Durante la fase 1 si sono ridotti drasticamente i casi di TSO e sa perché? Perché si sono intensificate tutte quelle attività di monitoraggio delle situazioni più critiche e perché anche molti utenti e familiari hanno “tenuto”. Serve, quindi, spostare l’asse dei servizi dal dentro al fuori alla domiciliarità, al territorio. Solitamente non c’è il tempo di farlo. 

Nel frattempo la domanda è aumentata e gli operatori sono ridotti. Il Covid ha creato, inoltre, molto malessere all’interno degli stessi operatori, sofferenza legata al momento attuale: bisognerebbe prendersi cura dei curanti ovvero un’attenzione rivolta anche a loro. Ci siamo ritrovati dinanzi a una situazione di sconforto e angoscia.

Tra colleghi abbiamo aperto un confronto e ragionando abbiamo immaginato delle soluzioni per sopperire a questa emergenza, che nella salute mentale, ha amplificato il disagio degli utenti. Così, abbiamo aumentato i contatti telefonici che se realizzati in un certo modo diventano costruttivi. Abbiamo informato gli utenti sulle norme da seguire e sono sempre più convinto che l’informazione, la corretta comunicazione è imprescindibile in queste difficili realtà».

Nella frenesia delle nostre giornate sentiamo l’esigenza di trovare soluzioni immediate, senza la necessità di fermarsi, pensare. E invece le storie parlano chiaro: sono racconti di disagio, di fragilità e di emarginazione. Sono storie di sofferenza. Dovremmo riflettere maggiormente sui contenuti.

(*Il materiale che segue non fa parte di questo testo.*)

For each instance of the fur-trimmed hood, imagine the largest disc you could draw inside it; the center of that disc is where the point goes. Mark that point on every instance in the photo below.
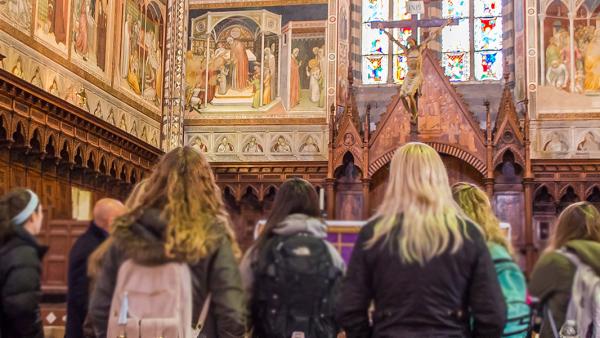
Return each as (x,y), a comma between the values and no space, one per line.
(144,240)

«Credo che questo sia il momento in cui c’è bisogno dei nostri servizi, non per patologizzare le persone ma per comprendere, farsi carico di disagi, ovvero prendersi cura. La salute mentale diventa un filtro di osservazione con la realtà, sono necessari servizi aperti: dialoganti e che sappiano ascoltare e leggere dentro.

Il Covid deve diventare una opportunità di cambiamento – conclude Florio – e non un muro del pianto, di autocommiserazione. Dobbiamo sforzarci di rappresentare le necessità e i bisogni assieme agli utenti, operatori, famiglia. Possiamo essere una squadra che può offrire una voce più forte per farsi finalmente ascoltare».

Lo stigma è molto radicato, ma grazie alla comunicazione si potrà intraprendere un percorso di evoluzione. Dare voce a chi vive in prima persona il problema, portare le loro esperienze, confrontarsi: c’è chi riesce a parlare di sé in modo dignitoso, costruttivo spiegando realmente una realtà così complicata. 

Servono delle azioni di pianificazione per far emergere il mondo sommerso della salute mentale in termini visibili e di ascolto, a  dimensione umana.